Two years after the conviction, she continues to fight a day-to-day battle with that “darkness.” But that has not stopped McCormack from throwing her considerable talents, energies and organizational skills into a new effort aimed at helping other survivors. Frustrated by the lack of resources available to her in the aftermath of her son’s death, McCormack founded Chicago’s Citizens for Change (CCC), an organization designed to address the needs of families devastated by youth violence. In additi
on to serving as a citywide clearinghouse for information and resources, her group provides referrals for grief counseling and funeral services, guides families through court proceedings and helps them keep in contact with police about criminal cases. Through a CCC program called Chicago Survivors, families find a real community with other people who have lost loved ones.
An intense and restless 40-year-old, McCormack embodies the struggles of so many people we spoke to for this book. “We all come through this life with some battle wounds,” she says, “and sometimes those don’t allow us to be as whole as we’d like to be as we walk through the world.” Nonetheless, she keeps moving forward.
I had a very non-traditional background. My mom was a hippie; she and my father divorced when I was about 1. The last memory I have of him was when I was 4. I haven’t seen him since.
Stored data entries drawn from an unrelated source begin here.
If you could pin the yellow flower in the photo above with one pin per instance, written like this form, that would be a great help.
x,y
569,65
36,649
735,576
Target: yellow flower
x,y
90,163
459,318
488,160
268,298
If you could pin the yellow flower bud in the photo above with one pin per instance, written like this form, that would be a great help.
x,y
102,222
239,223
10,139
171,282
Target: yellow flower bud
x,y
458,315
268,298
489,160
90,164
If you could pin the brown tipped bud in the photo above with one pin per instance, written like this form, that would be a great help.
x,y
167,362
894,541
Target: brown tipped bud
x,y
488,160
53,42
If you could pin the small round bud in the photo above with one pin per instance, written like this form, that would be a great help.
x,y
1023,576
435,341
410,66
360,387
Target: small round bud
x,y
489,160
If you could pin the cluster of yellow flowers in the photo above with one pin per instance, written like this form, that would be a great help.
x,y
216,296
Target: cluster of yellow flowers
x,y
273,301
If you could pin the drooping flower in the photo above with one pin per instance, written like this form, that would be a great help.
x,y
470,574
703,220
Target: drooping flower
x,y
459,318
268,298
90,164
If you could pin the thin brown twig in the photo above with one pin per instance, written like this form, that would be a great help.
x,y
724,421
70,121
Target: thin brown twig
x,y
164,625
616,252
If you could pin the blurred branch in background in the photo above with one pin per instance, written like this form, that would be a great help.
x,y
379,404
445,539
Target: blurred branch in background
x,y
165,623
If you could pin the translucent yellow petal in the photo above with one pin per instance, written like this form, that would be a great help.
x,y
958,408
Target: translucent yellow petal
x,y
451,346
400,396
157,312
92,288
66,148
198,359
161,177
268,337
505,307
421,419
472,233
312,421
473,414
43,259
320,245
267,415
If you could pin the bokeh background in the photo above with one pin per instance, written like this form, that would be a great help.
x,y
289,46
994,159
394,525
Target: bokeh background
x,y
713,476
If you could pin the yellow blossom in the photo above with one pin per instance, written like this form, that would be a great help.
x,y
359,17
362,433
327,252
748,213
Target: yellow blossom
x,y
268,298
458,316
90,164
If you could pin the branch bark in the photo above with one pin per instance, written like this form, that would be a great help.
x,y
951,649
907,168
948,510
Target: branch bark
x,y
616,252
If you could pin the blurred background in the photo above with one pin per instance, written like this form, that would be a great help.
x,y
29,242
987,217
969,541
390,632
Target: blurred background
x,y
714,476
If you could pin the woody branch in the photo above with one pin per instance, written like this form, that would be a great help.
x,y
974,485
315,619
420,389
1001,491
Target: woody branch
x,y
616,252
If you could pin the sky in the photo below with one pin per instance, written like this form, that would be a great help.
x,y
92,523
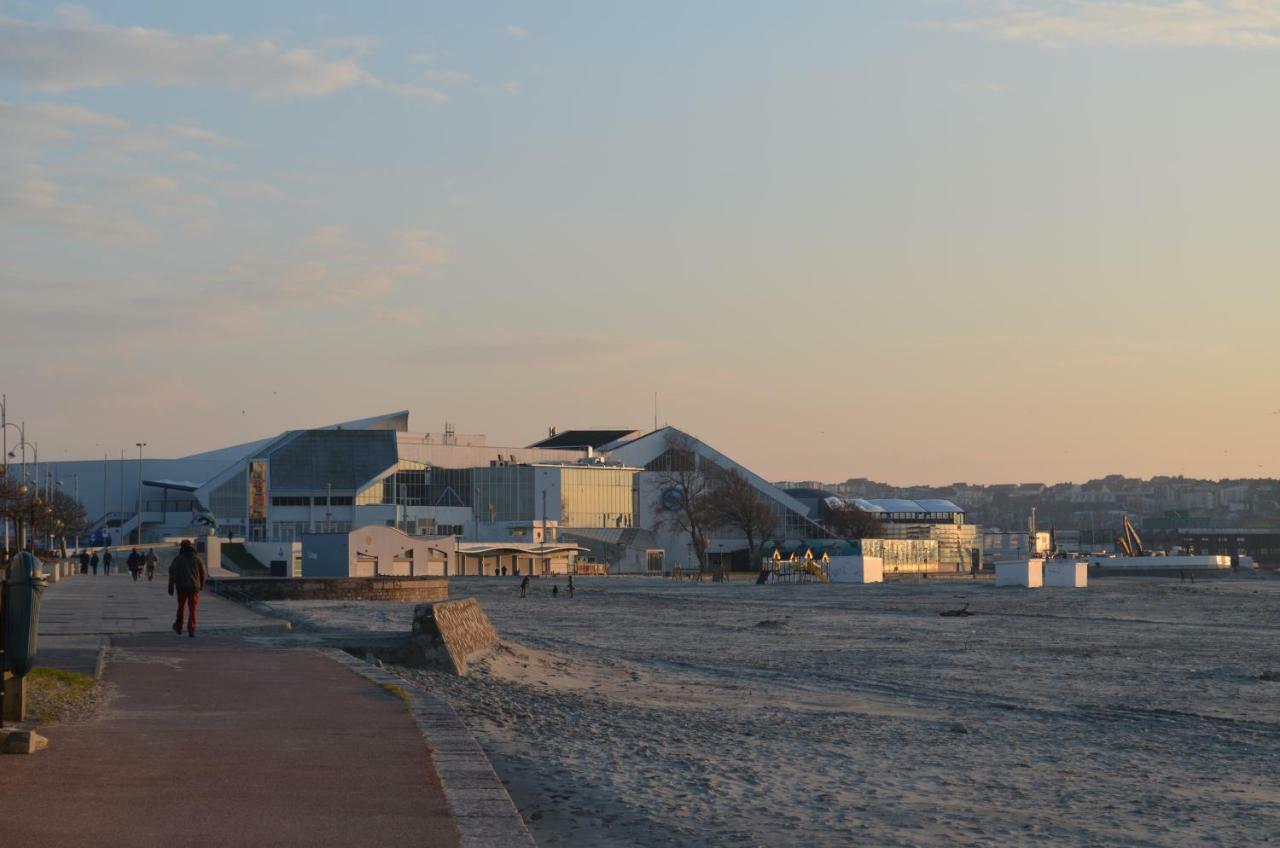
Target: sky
x,y
920,241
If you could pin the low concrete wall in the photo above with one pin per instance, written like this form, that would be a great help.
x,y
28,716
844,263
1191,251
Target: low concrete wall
x,y
1027,573
408,589
452,634
1066,574
855,569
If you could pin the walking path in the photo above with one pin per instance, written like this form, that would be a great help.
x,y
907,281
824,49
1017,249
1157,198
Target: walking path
x,y
214,741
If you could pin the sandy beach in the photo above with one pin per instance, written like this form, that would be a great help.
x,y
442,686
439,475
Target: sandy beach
x,y
647,712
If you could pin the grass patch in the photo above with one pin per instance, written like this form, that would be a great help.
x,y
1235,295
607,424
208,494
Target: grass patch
x,y
400,692
54,694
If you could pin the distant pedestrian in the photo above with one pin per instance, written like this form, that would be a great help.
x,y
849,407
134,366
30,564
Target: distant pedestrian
x,y
187,577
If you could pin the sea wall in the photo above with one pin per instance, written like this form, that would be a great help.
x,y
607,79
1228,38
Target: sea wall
x,y
407,589
452,634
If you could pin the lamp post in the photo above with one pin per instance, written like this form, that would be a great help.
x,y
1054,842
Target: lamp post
x,y
24,487
4,455
140,445
77,501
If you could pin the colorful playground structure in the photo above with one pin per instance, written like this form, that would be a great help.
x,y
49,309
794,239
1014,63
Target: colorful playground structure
x,y
804,569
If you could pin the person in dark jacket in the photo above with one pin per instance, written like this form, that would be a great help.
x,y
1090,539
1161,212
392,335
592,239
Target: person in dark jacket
x,y
187,577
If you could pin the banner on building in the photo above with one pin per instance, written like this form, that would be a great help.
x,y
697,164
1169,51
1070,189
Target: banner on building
x,y
257,489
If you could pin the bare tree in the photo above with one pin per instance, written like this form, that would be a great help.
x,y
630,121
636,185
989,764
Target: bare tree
x,y
739,505
851,523
684,500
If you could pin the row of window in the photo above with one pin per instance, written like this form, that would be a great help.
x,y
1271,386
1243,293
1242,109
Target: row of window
x,y
305,500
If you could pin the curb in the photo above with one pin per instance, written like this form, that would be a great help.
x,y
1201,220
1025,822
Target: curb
x,y
480,806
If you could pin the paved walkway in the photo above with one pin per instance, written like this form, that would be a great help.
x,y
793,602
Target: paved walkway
x,y
216,742
81,612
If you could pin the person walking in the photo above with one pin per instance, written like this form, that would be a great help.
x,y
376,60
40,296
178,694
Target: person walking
x,y
187,577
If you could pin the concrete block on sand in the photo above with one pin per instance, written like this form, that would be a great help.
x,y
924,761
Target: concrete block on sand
x,y
22,742
1066,574
855,569
1027,573
452,634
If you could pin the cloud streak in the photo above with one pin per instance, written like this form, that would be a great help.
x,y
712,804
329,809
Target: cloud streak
x,y
76,51
1133,23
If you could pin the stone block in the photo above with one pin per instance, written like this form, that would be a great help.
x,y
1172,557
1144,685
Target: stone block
x,y
22,742
1025,573
1066,574
452,634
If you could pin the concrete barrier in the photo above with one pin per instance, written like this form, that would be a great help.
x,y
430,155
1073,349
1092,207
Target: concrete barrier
x,y
452,634
1025,573
1066,574
855,569
406,589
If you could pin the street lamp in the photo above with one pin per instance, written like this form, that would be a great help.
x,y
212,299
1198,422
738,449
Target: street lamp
x,y
140,445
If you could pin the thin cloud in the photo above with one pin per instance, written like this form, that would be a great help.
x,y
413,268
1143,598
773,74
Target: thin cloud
x,y
1133,23
544,350
199,133
76,51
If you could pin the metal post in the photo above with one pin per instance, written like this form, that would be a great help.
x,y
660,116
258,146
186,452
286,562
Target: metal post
x,y
141,445
119,541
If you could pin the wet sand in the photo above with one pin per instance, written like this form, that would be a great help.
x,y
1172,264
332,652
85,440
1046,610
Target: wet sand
x,y
643,712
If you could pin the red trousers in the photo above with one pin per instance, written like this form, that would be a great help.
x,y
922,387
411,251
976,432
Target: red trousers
x,y
188,601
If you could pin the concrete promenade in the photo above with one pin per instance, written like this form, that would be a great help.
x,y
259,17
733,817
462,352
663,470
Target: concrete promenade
x,y
214,741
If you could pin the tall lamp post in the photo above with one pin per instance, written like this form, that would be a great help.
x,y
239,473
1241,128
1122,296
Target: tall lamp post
x,y
140,445
4,454
23,488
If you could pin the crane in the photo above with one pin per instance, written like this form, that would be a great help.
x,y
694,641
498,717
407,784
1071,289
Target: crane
x,y
1129,542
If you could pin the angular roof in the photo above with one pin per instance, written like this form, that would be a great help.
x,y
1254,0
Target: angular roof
x,y
903,505
593,438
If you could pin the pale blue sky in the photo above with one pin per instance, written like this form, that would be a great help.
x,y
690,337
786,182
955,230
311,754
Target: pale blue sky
x,y
913,240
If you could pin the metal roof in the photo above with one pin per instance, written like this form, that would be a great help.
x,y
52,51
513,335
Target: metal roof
x,y
594,438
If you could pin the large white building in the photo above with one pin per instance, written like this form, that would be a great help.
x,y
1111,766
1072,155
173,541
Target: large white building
x,y
598,488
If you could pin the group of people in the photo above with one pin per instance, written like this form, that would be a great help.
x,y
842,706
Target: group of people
x,y
138,562
524,587
187,577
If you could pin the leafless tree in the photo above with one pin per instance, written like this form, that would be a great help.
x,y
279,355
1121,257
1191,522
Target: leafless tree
x,y
684,500
736,504
851,523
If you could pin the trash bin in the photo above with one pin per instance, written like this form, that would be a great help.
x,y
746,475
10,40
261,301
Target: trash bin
x,y
26,588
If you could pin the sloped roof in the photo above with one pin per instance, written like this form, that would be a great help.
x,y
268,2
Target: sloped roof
x,y
593,438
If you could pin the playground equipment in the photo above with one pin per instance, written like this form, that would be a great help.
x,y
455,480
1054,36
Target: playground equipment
x,y
795,569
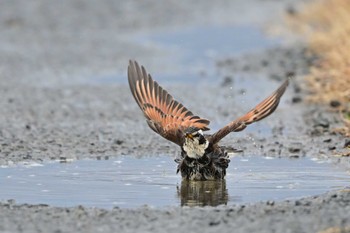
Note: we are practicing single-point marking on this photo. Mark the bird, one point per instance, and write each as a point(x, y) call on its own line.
point(201, 158)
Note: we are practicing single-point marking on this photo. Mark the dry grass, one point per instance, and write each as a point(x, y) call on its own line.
point(327, 27)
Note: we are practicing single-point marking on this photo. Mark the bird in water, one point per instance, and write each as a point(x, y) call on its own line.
point(201, 156)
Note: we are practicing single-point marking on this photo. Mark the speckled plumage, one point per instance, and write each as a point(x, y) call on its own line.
point(201, 157)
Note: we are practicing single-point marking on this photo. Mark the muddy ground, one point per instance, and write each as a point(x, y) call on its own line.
point(50, 109)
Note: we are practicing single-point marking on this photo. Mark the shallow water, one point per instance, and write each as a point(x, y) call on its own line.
point(129, 182)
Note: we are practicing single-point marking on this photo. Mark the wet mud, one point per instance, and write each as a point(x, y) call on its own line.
point(59, 101)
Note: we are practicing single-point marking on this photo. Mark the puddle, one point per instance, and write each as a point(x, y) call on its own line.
point(129, 182)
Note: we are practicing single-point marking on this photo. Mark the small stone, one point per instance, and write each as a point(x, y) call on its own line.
point(271, 203)
point(296, 99)
point(298, 203)
point(227, 81)
point(327, 140)
point(118, 142)
point(294, 149)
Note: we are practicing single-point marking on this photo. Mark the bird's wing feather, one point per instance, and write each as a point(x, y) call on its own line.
point(262, 110)
point(165, 115)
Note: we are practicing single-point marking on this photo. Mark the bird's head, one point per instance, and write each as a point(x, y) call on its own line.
point(193, 133)
point(195, 143)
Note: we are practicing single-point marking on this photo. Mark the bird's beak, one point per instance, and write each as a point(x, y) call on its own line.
point(188, 135)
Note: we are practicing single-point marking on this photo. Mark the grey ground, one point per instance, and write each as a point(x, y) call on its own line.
point(49, 111)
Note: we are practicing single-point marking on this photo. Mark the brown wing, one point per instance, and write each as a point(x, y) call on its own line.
point(262, 110)
point(165, 115)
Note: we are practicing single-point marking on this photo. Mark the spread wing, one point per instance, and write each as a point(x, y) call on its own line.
point(262, 110)
point(165, 115)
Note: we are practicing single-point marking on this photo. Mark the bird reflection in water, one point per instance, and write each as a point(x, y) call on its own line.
point(203, 193)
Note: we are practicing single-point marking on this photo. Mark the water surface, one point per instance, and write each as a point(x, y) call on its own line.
point(129, 182)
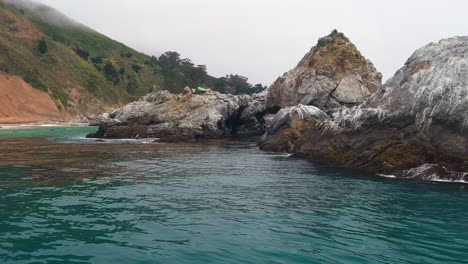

My mother wasn’t always around, either. She went to South America for a few years when I was a child, and that’s how I came to Chicago to be raised by my grandmother. Then my mom came back to Chicago and we stayed here. Drugs, alcoholism—I grew up around that. It was all part of my childhood. I never remember having that kind of pure innocence that I remember seeing in other kids. I never really went through that phase of believing in the world.
I met Frankie’s father when I was 12. I was still in elementary school at Nettelhorst, on Broadway and Melrose. Chico82 was older than me; I was best friends with his cousin. He gave me a ride home from her house one night, and that was it. We became friends, started dating and stayed together.